According to embodiments of the present disclosure, the method flow according to embodiments of the present disclosure may be implemented as a computer software program. For example, embodiments of the present disclosure include a computer program product comprising a computer program embodied on a computer readable storage medium, the computer program comprising program code for performing the method shown in the flowcharts. In such an embodiment, the computer program may be downloaded and installed from the network via the communication portion 909 and/or installed from the removable medium 911. The above-described functions defined in the system of the embodiments of the present disclosure are performed when the computer program is executed by the processor 901. The systems, devices, apparatus, modules, units, etc. described above may be implemented by computer program modules according to embodiments of the disclosure.

The present disclosure also provides a computer-readable storage medium that may be embodied in the apparatus/device/system described in the above embodiments; or may exist alone without being assembled into the apparatus/device/system. The computer-readable storage medium carries one or more programs which, when executed, implement methods in accordance with embodiments of the present disclosure.

According to embodiments of the present disclosure, the computer-readable storage medium may be a non-volatile computer-readable storage medium. Examples may include, but are not limited to: a portable computer diskette, a hard disk, a Random Access Memory (RAM), a read-only memory (ROM), an erasable programmable read-only memory (EPROM or flash memory), a portable compact disc read-only memory (CD-ROM), an optical storage device, a magnetic storage device, or any suitable combination of the foregoing. In the context of this disclosure, a computer-readable storage medium may be any tangible medium that can contain, or store a program for use by or in connection with an instruction execution system, apparatus, or device.

For example, according to embodiments of the present disclosure, the computer-readable storage medium may include ROM 902 and/or RAM 903 and/or one or more memories other than ROM 902 and RAM 903 described above.

The flowcharts and block diagrams in the figures illustrate the architecture, functionality, and operation of possible implementations of systems, methods and computer program products according to various embodiments of the present disclosure. In this regard, each block in the flowchart or block diagrams may represent a module, segment, or portion of code, which comprises one or more executable instructions for implementing the specified logical function(s). It should also be noted that, in some alternative implementations, the functions noted in the block may occur out of the order noted in the figures. For example, two blocks shown in succession may, in fact, be executed substantially concurrently, or the blocks may sometimes be executed in the reverse order, depending upon the functionality involved. It will be noted that each block of the block diagrams or flowchart illustration, and combinations of blocks in the block diagrams or flowchart illustration, can be implemented by special purpose hardware-based systems which perform the specified functions or acts, or combinations of special purpose hardware and computer instructions. Those skilled in the art will appreciate that the features recited in the various embodiments of the disclosure and/or in the claims may be combined in various combinations and/or combinations, even if such combinations or combinations are not explicitly recited in the disclosure. In particular, the features recited in the various embodiments of the present disclosure and/or the claims may be variously combined and/or combined without departing from the spirit and teachings of the present disclosure. All such combinations and/or combinations fall within the scope of the present disclosure.

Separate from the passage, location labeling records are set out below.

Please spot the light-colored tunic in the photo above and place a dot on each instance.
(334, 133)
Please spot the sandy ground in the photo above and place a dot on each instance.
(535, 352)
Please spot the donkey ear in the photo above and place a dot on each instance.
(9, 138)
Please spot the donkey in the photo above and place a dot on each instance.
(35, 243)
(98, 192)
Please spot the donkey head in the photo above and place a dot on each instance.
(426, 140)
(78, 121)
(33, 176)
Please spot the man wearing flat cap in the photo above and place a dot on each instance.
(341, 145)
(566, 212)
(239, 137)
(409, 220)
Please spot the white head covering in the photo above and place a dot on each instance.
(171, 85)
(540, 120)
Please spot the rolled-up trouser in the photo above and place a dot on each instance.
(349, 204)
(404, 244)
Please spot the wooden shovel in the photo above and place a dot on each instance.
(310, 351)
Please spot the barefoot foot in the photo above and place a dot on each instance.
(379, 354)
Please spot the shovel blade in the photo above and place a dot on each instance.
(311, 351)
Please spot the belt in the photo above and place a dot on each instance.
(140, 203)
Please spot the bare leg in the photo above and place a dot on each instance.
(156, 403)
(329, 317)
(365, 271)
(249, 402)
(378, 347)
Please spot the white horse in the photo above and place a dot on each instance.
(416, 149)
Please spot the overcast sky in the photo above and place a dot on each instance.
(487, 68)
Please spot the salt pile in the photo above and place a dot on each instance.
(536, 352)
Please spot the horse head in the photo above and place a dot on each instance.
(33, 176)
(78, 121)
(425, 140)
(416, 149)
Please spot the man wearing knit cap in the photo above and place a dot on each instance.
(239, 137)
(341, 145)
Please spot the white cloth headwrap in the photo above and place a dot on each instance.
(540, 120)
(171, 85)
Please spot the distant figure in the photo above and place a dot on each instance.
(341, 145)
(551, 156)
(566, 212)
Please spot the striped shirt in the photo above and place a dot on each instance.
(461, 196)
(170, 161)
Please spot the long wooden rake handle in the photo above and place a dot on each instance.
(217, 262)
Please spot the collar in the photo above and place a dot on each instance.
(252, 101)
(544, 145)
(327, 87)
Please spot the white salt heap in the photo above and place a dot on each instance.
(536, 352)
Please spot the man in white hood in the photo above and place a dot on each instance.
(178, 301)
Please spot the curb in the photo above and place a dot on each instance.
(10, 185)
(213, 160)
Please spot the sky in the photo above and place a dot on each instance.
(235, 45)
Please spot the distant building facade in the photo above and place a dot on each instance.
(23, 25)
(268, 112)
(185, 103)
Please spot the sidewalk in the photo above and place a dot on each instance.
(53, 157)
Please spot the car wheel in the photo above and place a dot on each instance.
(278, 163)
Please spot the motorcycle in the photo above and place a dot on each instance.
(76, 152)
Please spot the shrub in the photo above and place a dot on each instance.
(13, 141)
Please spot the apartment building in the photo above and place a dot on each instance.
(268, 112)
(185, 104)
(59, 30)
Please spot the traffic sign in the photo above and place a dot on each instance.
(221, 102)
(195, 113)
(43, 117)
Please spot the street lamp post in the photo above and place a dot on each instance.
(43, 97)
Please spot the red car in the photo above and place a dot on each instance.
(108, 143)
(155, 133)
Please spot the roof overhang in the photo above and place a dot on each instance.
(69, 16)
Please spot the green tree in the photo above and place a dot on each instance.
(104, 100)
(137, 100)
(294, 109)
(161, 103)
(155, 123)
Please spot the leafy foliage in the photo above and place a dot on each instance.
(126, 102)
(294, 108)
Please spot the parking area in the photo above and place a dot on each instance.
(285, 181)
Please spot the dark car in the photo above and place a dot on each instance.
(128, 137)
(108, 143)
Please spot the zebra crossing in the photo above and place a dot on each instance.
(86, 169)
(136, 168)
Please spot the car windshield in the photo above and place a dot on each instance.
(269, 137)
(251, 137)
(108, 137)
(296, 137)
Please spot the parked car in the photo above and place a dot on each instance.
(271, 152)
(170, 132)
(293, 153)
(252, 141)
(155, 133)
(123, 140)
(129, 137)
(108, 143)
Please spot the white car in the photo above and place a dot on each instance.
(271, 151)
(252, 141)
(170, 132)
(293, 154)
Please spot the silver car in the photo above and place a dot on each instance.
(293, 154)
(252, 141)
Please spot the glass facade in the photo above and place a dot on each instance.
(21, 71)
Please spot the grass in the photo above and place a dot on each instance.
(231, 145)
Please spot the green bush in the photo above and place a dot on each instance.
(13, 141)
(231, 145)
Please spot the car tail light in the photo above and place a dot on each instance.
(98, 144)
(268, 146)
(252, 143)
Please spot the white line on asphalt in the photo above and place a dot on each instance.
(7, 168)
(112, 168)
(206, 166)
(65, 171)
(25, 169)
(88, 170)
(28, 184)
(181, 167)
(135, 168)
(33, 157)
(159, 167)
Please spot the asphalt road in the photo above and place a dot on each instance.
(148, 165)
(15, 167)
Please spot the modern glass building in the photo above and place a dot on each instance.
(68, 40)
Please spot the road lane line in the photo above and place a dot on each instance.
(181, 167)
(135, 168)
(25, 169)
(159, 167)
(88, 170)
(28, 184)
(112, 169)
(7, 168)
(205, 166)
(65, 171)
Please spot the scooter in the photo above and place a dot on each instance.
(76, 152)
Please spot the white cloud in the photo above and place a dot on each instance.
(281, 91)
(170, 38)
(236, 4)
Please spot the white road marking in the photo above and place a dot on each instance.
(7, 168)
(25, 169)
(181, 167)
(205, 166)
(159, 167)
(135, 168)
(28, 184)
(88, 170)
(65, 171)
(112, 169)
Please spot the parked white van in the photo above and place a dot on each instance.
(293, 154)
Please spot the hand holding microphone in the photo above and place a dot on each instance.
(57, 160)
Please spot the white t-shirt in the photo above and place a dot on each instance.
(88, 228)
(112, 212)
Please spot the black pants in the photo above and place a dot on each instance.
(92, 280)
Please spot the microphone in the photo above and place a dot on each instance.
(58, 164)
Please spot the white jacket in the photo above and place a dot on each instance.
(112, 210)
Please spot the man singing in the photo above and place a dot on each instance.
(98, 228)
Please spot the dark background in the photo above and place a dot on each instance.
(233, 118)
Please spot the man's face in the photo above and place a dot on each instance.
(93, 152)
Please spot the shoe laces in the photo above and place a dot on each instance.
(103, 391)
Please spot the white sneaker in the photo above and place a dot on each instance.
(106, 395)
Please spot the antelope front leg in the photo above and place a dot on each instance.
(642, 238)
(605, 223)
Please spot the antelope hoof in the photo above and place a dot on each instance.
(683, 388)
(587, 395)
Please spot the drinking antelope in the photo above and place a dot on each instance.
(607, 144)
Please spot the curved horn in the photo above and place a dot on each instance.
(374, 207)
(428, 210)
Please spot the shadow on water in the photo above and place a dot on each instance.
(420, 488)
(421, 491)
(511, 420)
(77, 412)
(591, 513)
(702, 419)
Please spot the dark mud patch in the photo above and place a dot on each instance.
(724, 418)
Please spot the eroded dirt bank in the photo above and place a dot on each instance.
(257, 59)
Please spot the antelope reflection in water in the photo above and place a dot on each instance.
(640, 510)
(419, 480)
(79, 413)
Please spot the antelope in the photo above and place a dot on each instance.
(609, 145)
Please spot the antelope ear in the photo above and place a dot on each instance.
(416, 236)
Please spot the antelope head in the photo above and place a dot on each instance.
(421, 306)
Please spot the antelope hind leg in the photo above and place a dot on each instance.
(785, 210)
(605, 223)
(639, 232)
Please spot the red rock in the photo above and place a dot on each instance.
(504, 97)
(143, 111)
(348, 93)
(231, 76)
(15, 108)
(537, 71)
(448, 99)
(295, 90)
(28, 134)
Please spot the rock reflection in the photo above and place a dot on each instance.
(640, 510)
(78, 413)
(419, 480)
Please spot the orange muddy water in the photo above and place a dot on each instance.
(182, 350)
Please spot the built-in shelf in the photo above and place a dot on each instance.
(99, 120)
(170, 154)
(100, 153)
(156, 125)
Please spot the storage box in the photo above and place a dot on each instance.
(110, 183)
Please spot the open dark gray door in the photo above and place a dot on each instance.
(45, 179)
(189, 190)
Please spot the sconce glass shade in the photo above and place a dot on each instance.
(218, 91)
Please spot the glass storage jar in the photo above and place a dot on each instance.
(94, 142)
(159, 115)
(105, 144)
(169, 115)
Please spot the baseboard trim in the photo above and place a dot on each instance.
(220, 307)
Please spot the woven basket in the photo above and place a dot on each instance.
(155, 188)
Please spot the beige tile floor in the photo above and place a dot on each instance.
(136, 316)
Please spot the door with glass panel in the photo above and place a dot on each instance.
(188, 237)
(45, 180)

The embodiments of the present disclosure are described above. However, these examples are for illustrative purposes only and are not intended to limit the scope of the present disclosure. Although the embodiments are described above separately, this does not mean that the measures in the embodiments cannot be used advantageously in combination. The scope of the disclosure is defined by the appended claims and equivalents thereof. Various alternatives and modifications can be made by those skilled in the art without departing from the scope of the disclosure, and such alternatives and modifications are intended to fall within the scope of the disclosure.

Claims (14)

1. The data transmission method is applied to the CPE terminal and comprises the following steps:

establishing a first long connection channel between the first SDWAN controller and the first SDWAN controller based on address information of the configured first SDWAN controller;

establishing a second long connection channel with a second SDWAN controller based on address information of the second SDWAN controller;

receiving the working state information of the first SDWAN controller through the first long connecting channel, and receiving the working state information of the second SDWAN controller through the second long connecting channel, wherein one of the working state of the first SDWAN controller and the working state of the second SDWAN controller is a main working state and the other is a standby working state at the same moment;

Transmitting service data through the first long connection channel when the working state of the first SDWAN controller is the main working state is received;

and under the condition that the working states of the first SDWAN controller and the second SDWAN controller are received to be switched, switching the service data to the second long connection channel for transmission.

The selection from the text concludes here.